The Heidi Engine utilizes a high-performance C++ extension module (heidi_cpp) to accelerate data preparation, validation, and resource management.

Core Modules

  1. Deduplication: O(1) string deduplication using std::unordered_set.
  2. In-place Sort: Fast, memory-efficient sorting for NumPy arrays.
  3. Arena Allocator: Pooled memory management to reduce allocation overhead.
  4. Parallel Validation: Multi-threaded snippet verification.
  5. Compression: Vectorized zlib compression for logs and data.
  6. GPU Monitor: Real-time CUDA VRAM tracking.
  7. In-place Transpose: Cache-aware matrix rotation.
  8. Cache-Aware Hasher: Performance-tuned string hashing.
  9. Batch Compressor: Efficient processing of log sequences.
  10. Resource Limiter: POSIX rlimit-based process capping.

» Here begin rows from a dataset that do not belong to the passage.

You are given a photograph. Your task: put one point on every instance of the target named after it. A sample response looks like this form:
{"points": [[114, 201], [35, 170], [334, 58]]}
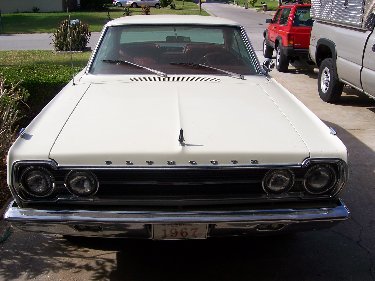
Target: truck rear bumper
{"points": [[138, 224]]}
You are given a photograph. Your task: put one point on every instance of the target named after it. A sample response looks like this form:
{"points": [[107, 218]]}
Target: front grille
{"points": [[172, 186]]}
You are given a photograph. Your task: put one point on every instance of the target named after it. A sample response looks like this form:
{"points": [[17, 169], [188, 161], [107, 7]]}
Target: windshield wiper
{"points": [[157, 72], [205, 66]]}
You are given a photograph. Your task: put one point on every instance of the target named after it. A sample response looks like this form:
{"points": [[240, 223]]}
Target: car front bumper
{"points": [[138, 224]]}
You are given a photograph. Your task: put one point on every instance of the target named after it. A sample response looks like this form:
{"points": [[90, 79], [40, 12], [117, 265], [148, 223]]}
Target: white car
{"points": [[137, 3], [175, 131]]}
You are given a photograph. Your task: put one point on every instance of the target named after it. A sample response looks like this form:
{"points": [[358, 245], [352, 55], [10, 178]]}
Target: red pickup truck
{"points": [[289, 34]]}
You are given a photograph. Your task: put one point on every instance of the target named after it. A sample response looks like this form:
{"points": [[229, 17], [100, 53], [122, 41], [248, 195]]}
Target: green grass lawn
{"points": [[48, 22], [42, 73]]}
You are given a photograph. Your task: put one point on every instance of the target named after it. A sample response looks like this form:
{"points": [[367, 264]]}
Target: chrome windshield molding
{"points": [[92, 57], [339, 212], [250, 50]]}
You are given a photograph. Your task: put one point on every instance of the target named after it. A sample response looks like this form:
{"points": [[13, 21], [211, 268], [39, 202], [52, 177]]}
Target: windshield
{"points": [[303, 17], [173, 49]]}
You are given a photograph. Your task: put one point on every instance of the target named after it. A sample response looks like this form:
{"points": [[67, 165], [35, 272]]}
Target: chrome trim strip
{"points": [[129, 165], [16, 215]]}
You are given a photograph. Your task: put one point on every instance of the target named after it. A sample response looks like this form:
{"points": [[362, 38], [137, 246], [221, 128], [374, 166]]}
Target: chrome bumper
{"points": [[137, 224]]}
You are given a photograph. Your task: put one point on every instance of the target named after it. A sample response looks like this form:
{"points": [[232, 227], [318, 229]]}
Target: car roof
{"points": [[171, 19], [295, 5]]}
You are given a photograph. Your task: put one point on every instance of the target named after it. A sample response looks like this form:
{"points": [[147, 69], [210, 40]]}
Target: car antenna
{"points": [[70, 42]]}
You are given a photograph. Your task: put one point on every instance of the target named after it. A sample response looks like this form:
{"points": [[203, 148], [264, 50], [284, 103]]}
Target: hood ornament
{"points": [[181, 138]]}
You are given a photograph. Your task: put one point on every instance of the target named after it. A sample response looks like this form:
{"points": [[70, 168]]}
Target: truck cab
{"points": [[288, 33]]}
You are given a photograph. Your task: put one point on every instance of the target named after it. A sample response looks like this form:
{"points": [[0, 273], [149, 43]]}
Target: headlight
{"points": [[320, 179], [82, 183], [37, 181], [278, 181]]}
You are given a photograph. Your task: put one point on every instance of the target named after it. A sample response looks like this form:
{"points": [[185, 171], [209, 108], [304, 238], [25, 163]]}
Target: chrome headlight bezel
{"points": [[278, 174], [89, 178], [46, 176]]}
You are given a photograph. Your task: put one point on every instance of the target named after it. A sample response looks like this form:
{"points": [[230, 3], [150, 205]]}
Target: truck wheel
{"points": [[282, 60], [267, 50], [329, 85]]}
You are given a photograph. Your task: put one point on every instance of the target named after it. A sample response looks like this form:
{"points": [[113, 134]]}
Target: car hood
{"points": [[141, 121]]}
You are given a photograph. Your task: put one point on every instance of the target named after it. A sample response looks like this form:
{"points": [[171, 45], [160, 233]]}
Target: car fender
{"points": [[325, 48]]}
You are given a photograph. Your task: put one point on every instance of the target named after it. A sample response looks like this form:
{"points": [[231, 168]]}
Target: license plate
{"points": [[179, 231]]}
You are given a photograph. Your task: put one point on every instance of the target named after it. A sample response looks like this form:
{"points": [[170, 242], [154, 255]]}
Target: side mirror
{"points": [[268, 65]]}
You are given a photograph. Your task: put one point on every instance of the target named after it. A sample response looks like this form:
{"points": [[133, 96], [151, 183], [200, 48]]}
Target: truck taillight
{"points": [[290, 40]]}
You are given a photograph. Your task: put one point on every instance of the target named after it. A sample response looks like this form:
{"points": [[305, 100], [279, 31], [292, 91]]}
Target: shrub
{"points": [[10, 99], [165, 3], [71, 35], [146, 10]]}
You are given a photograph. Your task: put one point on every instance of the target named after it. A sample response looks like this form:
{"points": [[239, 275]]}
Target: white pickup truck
{"points": [[342, 44]]}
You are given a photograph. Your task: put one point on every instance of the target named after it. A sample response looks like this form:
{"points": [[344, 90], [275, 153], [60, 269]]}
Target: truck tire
{"points": [[329, 85], [267, 50], [282, 61]]}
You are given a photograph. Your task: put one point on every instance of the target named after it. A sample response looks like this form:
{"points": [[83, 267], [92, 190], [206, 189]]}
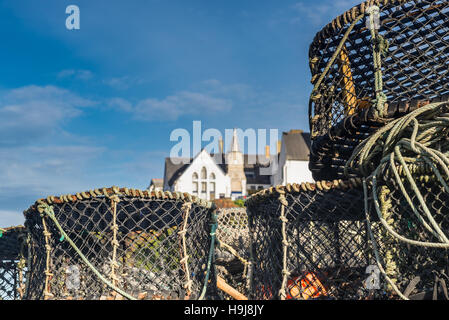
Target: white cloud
{"points": [[123, 83], [9, 218], [320, 13], [80, 74], [30, 112], [208, 98]]}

🏮 heidi-kernel Integration

For advanced resource management and deterministic scheduling, we integrate with heidi-kernel as a Git submodule.

Features

  • Resource Bounding: Uses the kernel's ResourceGovernor for queue-based backpressure.
  • Observability: Ready for integration with kernel-managed Unix sockets and dashboards.
  • Deterministic Scheduling: Reducing variability in multi-threaded training loops.

Usage in Python

import heidi_cpp

def my_training_logic():
    # ...
    pass

# Run under kernel-managed bounds
heidi_cpp.run_with_kernel_bounds(
    my_training_logic, 
    max_jobs=5, 
    cpu_limit=80.0, 
    mem_limit=90.0
)

Build Requirements

  • Submodules: Ensure submodules are initialized: git submodule update --init --recursive.
  • Compiler: Requires g++ and zlib headers.
  • Installation: Run python3 setup_cpp.py build_ext --inplace.